European anti-fraud investigators say they have broken up a lucrative operation that moved thousands of tonnes of illegal textile waste from Italy into Turkey by disguising shipments to sidestep strict environmental rules and the higher costs of recycling. The European Anti-Fraud Office (OLAF), working with Italy’s Carabinieri and Turkish customs officials, said the inquiry identified and intercepted around 4,200 tonnes of textile waste that had been exported unlawfully.
Authorities said the case centred on waste streams containing high levels of acrylic fibres—materials that can persist in the environment for up to two centuries and typically require more complex, expensive handling. Investigators believe the consignments were falsely labelled to evade the controls that apply to such synthetic-heavy waste.
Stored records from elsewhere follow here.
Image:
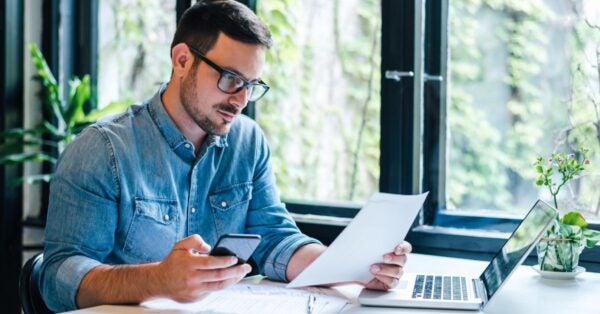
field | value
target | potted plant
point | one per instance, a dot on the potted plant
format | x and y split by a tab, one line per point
559	249
66	118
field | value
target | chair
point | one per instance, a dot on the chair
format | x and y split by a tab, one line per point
29	292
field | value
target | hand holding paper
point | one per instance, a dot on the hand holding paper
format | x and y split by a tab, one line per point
380	225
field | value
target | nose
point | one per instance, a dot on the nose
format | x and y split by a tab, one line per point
239	99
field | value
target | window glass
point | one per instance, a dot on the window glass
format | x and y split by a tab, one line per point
134	48
321	116
523	83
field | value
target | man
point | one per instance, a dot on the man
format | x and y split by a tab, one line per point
134	198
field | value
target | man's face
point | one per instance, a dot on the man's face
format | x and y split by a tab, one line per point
210	108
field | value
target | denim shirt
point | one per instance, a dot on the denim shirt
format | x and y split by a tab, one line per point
127	189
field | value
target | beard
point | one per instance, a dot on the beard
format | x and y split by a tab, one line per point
190	100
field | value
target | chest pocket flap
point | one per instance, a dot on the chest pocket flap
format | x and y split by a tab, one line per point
231	196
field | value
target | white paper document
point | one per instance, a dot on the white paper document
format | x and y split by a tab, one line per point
271	298
376	230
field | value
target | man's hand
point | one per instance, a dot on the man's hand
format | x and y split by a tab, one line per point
387	274
184	275
188	275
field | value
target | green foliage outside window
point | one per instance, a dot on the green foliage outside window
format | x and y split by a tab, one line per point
323	148
540	52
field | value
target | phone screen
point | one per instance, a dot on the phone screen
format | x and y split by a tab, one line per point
239	245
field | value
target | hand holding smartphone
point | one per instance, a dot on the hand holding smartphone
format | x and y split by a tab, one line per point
239	245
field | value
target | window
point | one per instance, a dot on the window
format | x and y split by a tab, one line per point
523	81
322	114
134	48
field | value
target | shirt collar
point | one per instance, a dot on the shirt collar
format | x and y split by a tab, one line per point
167	127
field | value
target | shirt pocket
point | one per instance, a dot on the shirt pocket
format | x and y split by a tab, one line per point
153	229
230	206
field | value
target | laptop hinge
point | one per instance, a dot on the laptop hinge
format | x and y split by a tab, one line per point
479	290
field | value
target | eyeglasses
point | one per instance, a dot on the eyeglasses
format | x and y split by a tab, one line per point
231	83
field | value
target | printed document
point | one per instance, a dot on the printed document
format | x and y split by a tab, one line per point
376	230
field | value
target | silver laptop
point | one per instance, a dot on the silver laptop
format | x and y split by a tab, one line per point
457	292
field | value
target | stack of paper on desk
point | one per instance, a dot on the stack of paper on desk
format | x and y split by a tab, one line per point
264	298
376	230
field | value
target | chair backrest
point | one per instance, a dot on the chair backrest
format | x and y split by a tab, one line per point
29	292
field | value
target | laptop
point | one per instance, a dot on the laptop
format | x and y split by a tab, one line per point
447	291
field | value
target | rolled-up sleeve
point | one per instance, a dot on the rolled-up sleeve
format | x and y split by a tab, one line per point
81	220
268	217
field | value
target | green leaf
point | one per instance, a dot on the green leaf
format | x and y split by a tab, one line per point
592	238
574	219
49	83
539	169
80	94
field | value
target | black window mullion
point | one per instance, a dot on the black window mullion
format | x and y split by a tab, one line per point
400	106
85	51
11	116
434	106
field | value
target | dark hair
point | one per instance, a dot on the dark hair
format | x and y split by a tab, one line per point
201	24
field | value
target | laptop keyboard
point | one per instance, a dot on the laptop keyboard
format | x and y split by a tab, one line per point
440	287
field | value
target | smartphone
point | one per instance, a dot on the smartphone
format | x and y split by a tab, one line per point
239	245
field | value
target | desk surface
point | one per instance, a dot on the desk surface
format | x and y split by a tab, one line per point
524	292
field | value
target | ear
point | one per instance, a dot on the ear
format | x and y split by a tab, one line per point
181	59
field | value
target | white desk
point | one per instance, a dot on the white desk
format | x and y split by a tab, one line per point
525	291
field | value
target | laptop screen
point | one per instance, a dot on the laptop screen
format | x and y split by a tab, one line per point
517	247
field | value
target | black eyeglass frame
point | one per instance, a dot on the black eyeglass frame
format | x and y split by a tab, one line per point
222	71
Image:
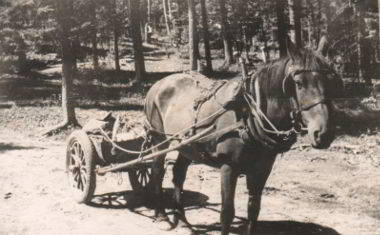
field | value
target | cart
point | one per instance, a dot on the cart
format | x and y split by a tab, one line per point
96	150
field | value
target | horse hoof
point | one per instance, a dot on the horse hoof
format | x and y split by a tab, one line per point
164	225
184	228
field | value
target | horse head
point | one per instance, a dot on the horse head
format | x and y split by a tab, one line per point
307	81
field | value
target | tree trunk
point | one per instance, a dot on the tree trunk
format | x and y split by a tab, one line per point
378	39
116	49
206	38
148	26
225	33
63	14
362	75
68	61
137	40
149	11
94	39
65	8
281	27
165	7
295	21
192	39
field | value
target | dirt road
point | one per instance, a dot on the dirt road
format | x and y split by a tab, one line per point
309	192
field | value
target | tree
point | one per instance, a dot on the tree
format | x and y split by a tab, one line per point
116	33
225	33
94	31
134	6
165	8
295	22
281	27
63	11
206	39
192	36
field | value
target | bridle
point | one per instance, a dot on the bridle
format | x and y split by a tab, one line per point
298	107
261	125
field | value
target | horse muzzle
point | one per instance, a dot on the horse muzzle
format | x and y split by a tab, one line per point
321	136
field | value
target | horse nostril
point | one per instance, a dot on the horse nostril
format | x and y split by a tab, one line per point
317	136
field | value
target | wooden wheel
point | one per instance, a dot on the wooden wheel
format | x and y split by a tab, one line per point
80	166
141	178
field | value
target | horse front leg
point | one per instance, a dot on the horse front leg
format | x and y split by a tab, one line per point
179	175
158	172
256	180
228	186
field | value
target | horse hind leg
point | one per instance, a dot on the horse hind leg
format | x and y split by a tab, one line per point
179	175
158	172
228	185
255	184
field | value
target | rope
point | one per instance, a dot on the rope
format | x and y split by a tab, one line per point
218	112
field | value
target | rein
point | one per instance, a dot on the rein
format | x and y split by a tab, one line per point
261	128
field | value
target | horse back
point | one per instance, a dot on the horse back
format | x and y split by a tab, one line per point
173	103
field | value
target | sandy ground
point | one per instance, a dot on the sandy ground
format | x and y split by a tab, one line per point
309	192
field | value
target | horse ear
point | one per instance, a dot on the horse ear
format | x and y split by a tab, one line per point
323	46
292	50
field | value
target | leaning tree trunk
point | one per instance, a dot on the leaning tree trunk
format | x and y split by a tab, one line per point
281	31
295	21
192	36
137	40
225	33
206	38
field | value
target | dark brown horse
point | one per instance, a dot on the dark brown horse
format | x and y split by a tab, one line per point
291	92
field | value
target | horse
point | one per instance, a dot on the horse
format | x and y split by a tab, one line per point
281	99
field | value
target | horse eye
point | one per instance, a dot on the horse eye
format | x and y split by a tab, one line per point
298	84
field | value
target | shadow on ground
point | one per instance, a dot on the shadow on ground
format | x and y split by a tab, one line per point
272	228
194	201
133	200
9	146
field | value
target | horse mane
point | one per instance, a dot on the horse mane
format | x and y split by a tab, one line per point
271	75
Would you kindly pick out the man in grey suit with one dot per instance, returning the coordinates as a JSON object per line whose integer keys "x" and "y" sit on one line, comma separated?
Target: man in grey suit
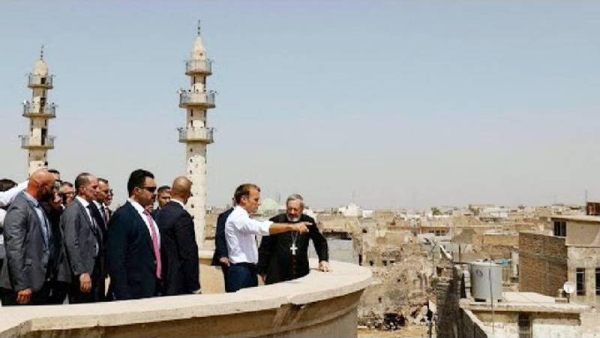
{"x": 83, "y": 243}
{"x": 30, "y": 248}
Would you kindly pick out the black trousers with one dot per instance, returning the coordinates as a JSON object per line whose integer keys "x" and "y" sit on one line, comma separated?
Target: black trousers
{"x": 241, "y": 276}
{"x": 9, "y": 297}
{"x": 225, "y": 270}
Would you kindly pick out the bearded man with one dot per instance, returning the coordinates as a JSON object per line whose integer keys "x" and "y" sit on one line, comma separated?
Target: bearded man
{"x": 284, "y": 257}
{"x": 30, "y": 245}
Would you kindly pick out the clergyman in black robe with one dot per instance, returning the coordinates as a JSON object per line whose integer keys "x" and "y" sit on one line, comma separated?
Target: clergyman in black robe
{"x": 284, "y": 256}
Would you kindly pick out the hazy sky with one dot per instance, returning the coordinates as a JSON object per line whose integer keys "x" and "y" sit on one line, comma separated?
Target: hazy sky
{"x": 387, "y": 103}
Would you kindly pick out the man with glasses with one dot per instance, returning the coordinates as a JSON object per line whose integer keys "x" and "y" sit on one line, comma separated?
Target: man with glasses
{"x": 133, "y": 247}
{"x": 102, "y": 195}
{"x": 30, "y": 247}
{"x": 67, "y": 193}
{"x": 84, "y": 243}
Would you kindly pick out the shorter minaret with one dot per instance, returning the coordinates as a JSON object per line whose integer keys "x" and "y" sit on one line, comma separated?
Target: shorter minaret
{"x": 197, "y": 135}
{"x": 38, "y": 111}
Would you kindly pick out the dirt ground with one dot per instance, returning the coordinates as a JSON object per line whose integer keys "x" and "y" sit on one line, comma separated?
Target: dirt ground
{"x": 411, "y": 331}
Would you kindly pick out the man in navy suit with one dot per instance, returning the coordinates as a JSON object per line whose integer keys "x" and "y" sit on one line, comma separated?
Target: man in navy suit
{"x": 133, "y": 247}
{"x": 179, "y": 248}
{"x": 30, "y": 246}
{"x": 84, "y": 243}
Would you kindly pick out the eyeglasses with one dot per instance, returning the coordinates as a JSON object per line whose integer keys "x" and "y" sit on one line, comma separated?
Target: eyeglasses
{"x": 150, "y": 189}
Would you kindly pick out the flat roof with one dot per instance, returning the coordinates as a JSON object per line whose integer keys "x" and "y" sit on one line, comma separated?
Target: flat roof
{"x": 578, "y": 218}
{"x": 524, "y": 302}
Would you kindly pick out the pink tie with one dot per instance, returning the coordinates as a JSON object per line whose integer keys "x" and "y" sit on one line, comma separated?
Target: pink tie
{"x": 155, "y": 244}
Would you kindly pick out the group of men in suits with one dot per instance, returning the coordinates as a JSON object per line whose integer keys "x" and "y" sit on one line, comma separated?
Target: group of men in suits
{"x": 56, "y": 251}
{"x": 283, "y": 252}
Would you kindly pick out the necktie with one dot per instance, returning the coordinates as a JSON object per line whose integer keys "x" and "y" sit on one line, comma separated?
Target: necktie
{"x": 96, "y": 226}
{"x": 155, "y": 244}
{"x": 104, "y": 214}
{"x": 46, "y": 228}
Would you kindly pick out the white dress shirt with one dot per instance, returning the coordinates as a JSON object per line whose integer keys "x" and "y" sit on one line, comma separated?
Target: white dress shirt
{"x": 6, "y": 197}
{"x": 85, "y": 206}
{"x": 178, "y": 202}
{"x": 141, "y": 210}
{"x": 240, "y": 234}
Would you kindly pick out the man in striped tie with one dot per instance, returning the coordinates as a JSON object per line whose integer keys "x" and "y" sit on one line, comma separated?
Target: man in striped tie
{"x": 133, "y": 247}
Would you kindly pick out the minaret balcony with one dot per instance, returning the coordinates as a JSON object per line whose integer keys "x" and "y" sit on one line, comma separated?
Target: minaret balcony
{"x": 204, "y": 135}
{"x": 196, "y": 99}
{"x": 47, "y": 111}
{"x": 30, "y": 142}
{"x": 198, "y": 67}
{"x": 40, "y": 81}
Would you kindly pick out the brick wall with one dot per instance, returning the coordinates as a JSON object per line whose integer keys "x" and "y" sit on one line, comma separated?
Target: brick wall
{"x": 542, "y": 263}
{"x": 504, "y": 240}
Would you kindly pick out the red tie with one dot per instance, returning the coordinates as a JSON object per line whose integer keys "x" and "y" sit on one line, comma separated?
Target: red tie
{"x": 155, "y": 244}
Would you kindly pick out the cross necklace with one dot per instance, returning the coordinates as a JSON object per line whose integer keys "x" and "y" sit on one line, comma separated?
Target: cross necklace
{"x": 293, "y": 248}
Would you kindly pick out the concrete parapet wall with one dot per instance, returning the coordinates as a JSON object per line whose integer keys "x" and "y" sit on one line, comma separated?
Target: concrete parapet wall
{"x": 318, "y": 305}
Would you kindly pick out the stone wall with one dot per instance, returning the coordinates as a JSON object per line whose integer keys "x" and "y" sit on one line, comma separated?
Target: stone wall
{"x": 318, "y": 305}
{"x": 588, "y": 259}
{"x": 542, "y": 263}
{"x": 470, "y": 326}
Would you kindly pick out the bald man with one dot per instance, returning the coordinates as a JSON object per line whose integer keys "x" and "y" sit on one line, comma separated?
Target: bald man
{"x": 31, "y": 251}
{"x": 179, "y": 249}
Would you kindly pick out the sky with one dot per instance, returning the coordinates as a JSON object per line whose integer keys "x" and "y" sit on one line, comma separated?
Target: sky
{"x": 388, "y": 104}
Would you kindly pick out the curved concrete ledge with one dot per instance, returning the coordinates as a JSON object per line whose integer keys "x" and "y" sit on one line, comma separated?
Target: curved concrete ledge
{"x": 320, "y": 304}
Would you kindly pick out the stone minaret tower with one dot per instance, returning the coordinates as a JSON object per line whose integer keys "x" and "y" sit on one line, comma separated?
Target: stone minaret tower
{"x": 38, "y": 111}
{"x": 196, "y": 134}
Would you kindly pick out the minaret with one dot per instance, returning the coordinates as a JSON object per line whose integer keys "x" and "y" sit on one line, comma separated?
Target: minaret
{"x": 38, "y": 111}
{"x": 196, "y": 134}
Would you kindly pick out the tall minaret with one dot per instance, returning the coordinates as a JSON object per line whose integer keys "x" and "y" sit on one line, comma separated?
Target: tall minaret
{"x": 196, "y": 134}
{"x": 38, "y": 111}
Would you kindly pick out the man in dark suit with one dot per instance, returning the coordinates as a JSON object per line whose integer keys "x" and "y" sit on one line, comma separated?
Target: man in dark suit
{"x": 220, "y": 256}
{"x": 30, "y": 247}
{"x": 83, "y": 242}
{"x": 284, "y": 256}
{"x": 178, "y": 247}
{"x": 133, "y": 247}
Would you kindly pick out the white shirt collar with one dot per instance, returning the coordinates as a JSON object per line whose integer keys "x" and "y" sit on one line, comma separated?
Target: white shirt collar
{"x": 136, "y": 205}
{"x": 178, "y": 202}
{"x": 82, "y": 201}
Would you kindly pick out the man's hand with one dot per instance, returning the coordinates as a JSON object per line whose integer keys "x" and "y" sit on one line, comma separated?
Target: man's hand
{"x": 24, "y": 296}
{"x": 301, "y": 227}
{"x": 324, "y": 266}
{"x": 85, "y": 283}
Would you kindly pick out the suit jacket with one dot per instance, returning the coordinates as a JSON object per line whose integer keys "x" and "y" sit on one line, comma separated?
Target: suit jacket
{"x": 82, "y": 239}
{"x": 130, "y": 255}
{"x": 181, "y": 273}
{"x": 220, "y": 241}
{"x": 28, "y": 252}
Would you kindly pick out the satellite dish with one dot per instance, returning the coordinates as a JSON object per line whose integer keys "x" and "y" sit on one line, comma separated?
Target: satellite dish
{"x": 569, "y": 287}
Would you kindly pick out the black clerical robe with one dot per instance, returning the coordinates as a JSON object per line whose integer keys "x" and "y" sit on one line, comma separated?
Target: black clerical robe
{"x": 276, "y": 259}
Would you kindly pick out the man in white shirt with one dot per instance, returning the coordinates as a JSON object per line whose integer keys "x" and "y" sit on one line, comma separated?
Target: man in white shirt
{"x": 241, "y": 231}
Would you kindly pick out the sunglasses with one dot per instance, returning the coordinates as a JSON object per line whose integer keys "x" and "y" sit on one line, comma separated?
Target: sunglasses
{"x": 149, "y": 189}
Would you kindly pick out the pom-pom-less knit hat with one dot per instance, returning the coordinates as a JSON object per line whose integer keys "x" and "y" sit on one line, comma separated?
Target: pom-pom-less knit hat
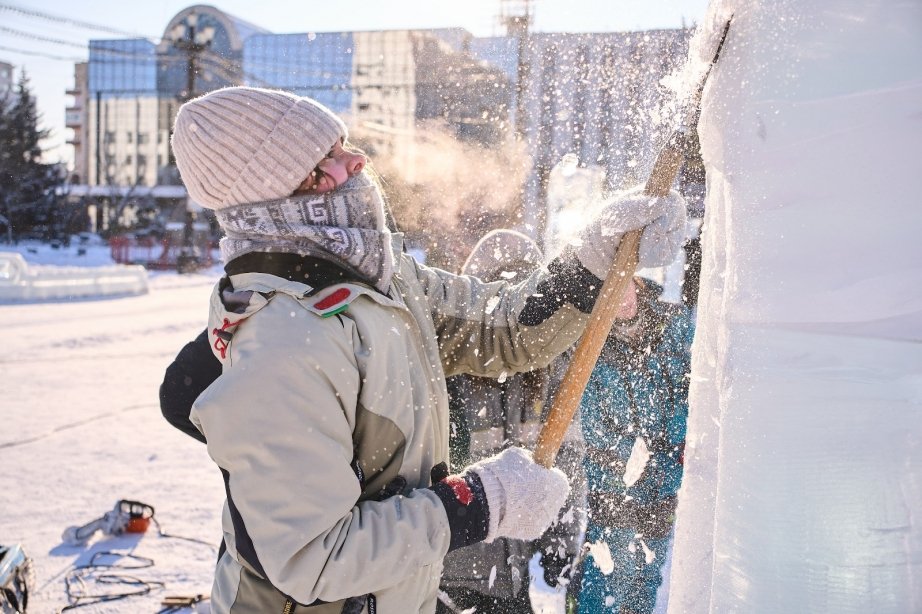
{"x": 244, "y": 144}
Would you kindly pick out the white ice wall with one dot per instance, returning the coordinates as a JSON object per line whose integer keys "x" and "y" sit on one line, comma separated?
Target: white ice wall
{"x": 803, "y": 487}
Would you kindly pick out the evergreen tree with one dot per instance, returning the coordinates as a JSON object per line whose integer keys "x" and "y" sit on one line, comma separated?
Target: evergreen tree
{"x": 25, "y": 196}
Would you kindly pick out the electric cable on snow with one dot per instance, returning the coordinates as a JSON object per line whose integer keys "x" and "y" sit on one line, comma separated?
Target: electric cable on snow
{"x": 126, "y": 516}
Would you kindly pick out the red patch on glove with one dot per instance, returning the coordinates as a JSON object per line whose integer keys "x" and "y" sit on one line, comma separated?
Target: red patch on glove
{"x": 336, "y": 297}
{"x": 459, "y": 486}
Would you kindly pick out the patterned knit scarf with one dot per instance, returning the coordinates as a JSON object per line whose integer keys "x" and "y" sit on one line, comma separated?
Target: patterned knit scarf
{"x": 345, "y": 226}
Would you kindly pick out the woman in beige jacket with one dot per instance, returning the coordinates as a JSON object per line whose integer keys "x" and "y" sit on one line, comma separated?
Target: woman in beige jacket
{"x": 329, "y": 421}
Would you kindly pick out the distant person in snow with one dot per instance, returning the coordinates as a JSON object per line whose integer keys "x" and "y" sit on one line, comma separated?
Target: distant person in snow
{"x": 329, "y": 419}
{"x": 634, "y": 414}
{"x": 489, "y": 415}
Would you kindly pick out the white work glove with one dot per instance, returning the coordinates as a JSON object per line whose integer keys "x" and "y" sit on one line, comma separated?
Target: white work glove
{"x": 662, "y": 218}
{"x": 524, "y": 498}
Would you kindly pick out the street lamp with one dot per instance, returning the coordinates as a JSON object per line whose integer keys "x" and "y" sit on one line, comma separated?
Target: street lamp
{"x": 193, "y": 41}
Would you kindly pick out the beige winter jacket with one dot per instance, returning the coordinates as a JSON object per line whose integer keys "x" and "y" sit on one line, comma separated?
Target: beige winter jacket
{"x": 316, "y": 411}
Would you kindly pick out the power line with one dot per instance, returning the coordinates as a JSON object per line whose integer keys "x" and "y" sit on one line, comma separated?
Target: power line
{"x": 43, "y": 55}
{"x": 44, "y": 39}
{"x": 71, "y": 22}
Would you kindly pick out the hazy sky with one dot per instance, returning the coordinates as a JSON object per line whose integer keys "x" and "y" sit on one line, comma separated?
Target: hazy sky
{"x": 24, "y": 38}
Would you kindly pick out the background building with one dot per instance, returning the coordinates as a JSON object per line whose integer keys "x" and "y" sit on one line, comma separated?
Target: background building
{"x": 6, "y": 77}
{"x": 596, "y": 95}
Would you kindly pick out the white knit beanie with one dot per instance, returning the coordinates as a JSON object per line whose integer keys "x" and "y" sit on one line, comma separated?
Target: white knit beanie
{"x": 244, "y": 144}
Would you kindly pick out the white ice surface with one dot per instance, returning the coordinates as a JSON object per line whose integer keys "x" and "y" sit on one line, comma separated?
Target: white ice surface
{"x": 803, "y": 476}
{"x": 80, "y": 428}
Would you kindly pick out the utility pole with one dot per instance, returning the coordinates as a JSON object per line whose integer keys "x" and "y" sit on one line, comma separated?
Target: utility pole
{"x": 193, "y": 42}
{"x": 516, "y": 16}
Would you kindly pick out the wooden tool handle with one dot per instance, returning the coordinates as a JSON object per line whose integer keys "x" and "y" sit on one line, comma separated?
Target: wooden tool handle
{"x": 587, "y": 350}
{"x": 603, "y": 313}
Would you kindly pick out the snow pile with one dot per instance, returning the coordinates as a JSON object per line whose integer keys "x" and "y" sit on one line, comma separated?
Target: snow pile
{"x": 20, "y": 282}
{"x": 804, "y": 458}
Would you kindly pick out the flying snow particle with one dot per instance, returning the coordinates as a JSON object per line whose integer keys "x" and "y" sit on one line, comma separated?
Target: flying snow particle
{"x": 602, "y": 557}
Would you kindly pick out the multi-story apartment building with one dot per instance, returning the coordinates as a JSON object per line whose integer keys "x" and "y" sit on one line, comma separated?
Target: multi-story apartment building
{"x": 384, "y": 81}
{"x": 599, "y": 96}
“Schemes such as this one that offer ways to illegally avoid the cost of recycling certain kinds of textile waste or complying with environmental rules are an opportunity for organised networks to make illegal gains,” said OLAF director general Petr Klement.
OLAF said it used trade-flow analysis, customs records and checks on recycling capacity to flag suspicious shipments and alert Turkish authorities. Inspections upon arrival then uncovered the 4,200-tonne volume, prompting a wider on-the-ground investigation.
That follow-up inspection—carried out jointly in Turkey by OLAF staff, Italian environmental specialists and Turkish officials—revealed additional stockpiles. Inspectors found nearly 2,100 tonnes stored in a warehouse linked to a Turkish recycling facility that was allegedly not compliant with environmental law, along with another separate cache.
Investigators later traced more waste connected to the same network. “A further 768 tonnes of textile waste originating from Italy and connected to the same fraudulent scheme were found stored in the Turkish port of Mersin, also incorrectly labelled and ready to be illegally dumped,” OLAF said.
Enforcement action has also escalated in Italy. OLAF said the Carabinieri raided a business complex in Brescia connected to the suspected exports, seizing company sites, a fleet of trucks allegedly used in the operation, and about €12 million in financial assets.
The bust comes as Europe’s clothing waste problem grows more visible. The EU textile and clothing sector generated €170 billion in turnover in 2023 and employs about 1.3 million people, yet recycling remains costly and technically difficult. In 2019, Europe produced roughly 12.6 million tonnes of textile waste, with only about 20% collected separately for reuse or recycling.
The European Commission tightened textile-waste rules in 2025 to curb waste being misdeclared as reusable goods and shipped abroad, expanding oversight of shipments and strengthening OLAF’s role in tackling waste trafficking.
Separately, a group of five EU countries led by France has urged tougher action on ultra-fast fashion, calling for stronger online platform oversight, tighter market surveillance and reinforced enforcement to address the surge in illegal textile waste generated by overconsumption. France’s ecological transition minister Monique Barbut said: “We are relatively ahead in this area and we are pleased to be able to share our experience and how Europe can move forward together on this topic as well.”